Federico Orlando, in uno storico ma ancora valido saggio dedicato all’emigrazione molisana48, sottolinea come la Prima guerra mondiale abbia provocato una flessione, ma non l’arresto, nel flusso migratorio che “scompare invece quasi del tutto dal 1931 al 1945 per le note leggi restrittive e per la Seconda guerra. Nel giro di un ventennio (1905-1925) si ebbero nel Molise 159.464 espatri contro 56.865 rimpatri. Si può dire quindi che in venti anni la popolazione molisana si sia trasferita oltre Atlantico”. Dopo una disamina di cause ed effetti deduce che “nel secondo dopoguerra […] le categorie dei coltivatori diretti si [ridussero] in uno stato di proletarizzazione pressoché identico a quello dei braccianti e dei fittavoli del 1870” e conclude che “nel giro di un settantennio un intero ciclo di assestamento sociale s’era compiuto, con un vertiginoso ritorno, però, al punto di partenza” 49.
In realtà durante il periodo fascista l’emigrazione non scomparve, ma assunse altre forme. Certo i provvedimenti restrittivi adottati dagli USA, la crisi del 1929, le leggi “rurali” del regime condizionarono fortemente i movimenti di popolazione, tanto che nei primissimi anni trenta si può riscontrare un aumento di popolazione. La popolazione molisana guarda con interesse all’impresa bellica etiopica: “strati sociali diffusi si candidarono sin dall’inizio a prendervi parte […] volontari […] per le operazioni belliche o lavoratori che si trasferirono […] a guerra conclusa […] per tutti si tratto […] di non lasciarsi sfuggire quella che, al di là della retorica ufficiale, appariva soprattutto come un’occasione di lavoro […] nella stragrande maggioranza si trattava di una migrazione temporanea” 50. Fra il 1936 ed il 1938, 600.000 italiani chiesero di partire verso l’Africa Orientale come operai da impiegare soprattutto in lavori di opere pubbliche: di questi 4.000 erano molisani; solo 555 richieste furono accolte. Delle 2.996 richieste molisane di arruolamento, furono accolte solo 1.309. A questi espatri vanno aggiunti i quantitativamente minori spostamenti verso i cantieri della capitale, ma anche verso la Germania e l’Albania51.
Subito dopo la fine della Seconda guerra mondiale il flusso dell’emigrazione riprese con la naturalezza di una consuetudine e – come a fine Ottocento – ripartì dall’Alto Molise per poi estendersi all’intera regione. Fra le mete scelte Australia52, Brasile53, Canada54, Argentina, Venezuela, Uruguay55, ma il flusso migratorio, a carattere prevalentemente temporaneo, già da metà anni Cinquanta, predilige i paesi europei: Inghilterra, Francia, Belgio56, Germania57.
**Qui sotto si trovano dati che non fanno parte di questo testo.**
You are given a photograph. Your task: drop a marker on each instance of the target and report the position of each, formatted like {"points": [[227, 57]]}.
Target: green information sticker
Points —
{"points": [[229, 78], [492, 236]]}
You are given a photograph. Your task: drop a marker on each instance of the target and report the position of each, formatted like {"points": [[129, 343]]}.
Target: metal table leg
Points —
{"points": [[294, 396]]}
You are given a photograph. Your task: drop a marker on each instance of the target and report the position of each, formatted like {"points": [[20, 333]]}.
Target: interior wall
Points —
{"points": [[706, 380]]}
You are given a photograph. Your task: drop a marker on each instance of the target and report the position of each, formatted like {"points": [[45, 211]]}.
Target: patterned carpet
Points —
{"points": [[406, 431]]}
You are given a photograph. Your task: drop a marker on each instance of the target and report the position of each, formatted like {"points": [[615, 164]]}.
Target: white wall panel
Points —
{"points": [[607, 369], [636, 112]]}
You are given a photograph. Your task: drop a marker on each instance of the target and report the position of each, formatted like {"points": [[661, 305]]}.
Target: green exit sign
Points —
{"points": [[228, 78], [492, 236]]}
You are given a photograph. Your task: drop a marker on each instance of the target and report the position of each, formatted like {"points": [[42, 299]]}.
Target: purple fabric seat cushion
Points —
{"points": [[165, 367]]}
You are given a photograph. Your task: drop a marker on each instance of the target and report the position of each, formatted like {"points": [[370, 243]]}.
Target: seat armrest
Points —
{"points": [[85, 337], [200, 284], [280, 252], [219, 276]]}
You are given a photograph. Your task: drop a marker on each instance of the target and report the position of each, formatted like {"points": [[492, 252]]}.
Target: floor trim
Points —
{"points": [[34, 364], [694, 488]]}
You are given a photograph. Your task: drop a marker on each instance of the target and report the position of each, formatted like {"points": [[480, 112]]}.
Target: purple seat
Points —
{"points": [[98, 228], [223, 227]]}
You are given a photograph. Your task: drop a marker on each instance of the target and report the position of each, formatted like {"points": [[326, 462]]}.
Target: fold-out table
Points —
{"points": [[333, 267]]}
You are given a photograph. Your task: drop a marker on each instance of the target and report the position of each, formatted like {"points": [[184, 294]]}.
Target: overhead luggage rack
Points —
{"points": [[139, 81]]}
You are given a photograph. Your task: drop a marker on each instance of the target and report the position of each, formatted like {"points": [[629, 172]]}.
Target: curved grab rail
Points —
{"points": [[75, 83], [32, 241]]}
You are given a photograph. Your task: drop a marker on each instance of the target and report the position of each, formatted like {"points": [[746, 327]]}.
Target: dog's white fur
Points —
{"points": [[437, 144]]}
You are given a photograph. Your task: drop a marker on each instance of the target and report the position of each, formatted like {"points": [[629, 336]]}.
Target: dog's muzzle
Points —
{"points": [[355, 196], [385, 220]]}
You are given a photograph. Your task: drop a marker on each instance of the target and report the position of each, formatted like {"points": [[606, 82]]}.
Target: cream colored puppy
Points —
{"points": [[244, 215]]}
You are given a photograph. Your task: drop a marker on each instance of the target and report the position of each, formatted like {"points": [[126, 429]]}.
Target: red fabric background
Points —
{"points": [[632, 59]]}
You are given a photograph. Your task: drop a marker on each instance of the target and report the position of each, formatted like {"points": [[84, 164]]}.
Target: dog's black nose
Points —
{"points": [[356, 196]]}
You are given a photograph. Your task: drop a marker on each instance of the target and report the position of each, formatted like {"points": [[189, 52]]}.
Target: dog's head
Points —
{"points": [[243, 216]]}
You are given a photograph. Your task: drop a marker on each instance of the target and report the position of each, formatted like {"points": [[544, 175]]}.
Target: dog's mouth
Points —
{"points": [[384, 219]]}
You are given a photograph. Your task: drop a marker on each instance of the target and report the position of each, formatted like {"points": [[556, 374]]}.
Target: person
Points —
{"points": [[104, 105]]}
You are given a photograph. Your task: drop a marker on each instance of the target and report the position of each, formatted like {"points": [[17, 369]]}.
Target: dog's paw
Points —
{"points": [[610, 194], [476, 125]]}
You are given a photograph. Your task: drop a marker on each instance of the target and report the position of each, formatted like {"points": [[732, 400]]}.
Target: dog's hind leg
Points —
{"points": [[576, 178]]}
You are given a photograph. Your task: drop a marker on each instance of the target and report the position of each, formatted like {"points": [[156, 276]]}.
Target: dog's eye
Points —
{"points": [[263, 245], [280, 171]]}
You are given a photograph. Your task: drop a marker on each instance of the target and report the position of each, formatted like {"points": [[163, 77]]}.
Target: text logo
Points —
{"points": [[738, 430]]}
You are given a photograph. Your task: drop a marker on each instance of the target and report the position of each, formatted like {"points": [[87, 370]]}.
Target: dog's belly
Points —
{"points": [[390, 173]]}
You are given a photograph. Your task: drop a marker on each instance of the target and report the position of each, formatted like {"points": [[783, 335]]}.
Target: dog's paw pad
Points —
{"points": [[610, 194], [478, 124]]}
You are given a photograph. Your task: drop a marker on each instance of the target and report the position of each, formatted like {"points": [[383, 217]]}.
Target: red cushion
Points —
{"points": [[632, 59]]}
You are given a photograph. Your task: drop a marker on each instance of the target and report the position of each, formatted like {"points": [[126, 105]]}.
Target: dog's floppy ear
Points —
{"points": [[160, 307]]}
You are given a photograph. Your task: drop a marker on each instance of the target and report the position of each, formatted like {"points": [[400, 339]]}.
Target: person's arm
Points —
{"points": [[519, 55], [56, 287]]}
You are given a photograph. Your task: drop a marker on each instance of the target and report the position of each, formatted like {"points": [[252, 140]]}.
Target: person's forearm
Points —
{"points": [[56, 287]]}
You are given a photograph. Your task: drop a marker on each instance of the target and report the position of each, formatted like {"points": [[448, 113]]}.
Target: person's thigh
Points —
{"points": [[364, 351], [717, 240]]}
Il coinvolgimento – anche quantitativo – del Molise nel fenomeno è continuato fino alle soglie del Duemila: “Dalla metà degli anni ’70 del secolo scorso, da quando cioè si può disporre di dati di rilevamento attendibili58, fino alle soglie dell’ultima decade del nostro secolo, solo gli espatri ufficiali dal Molise sono stati oltre 600 mila, su una popolazione, è bene ricordarlo, di 363 mila nel 1881 e di 324 mila nel 1997” 59.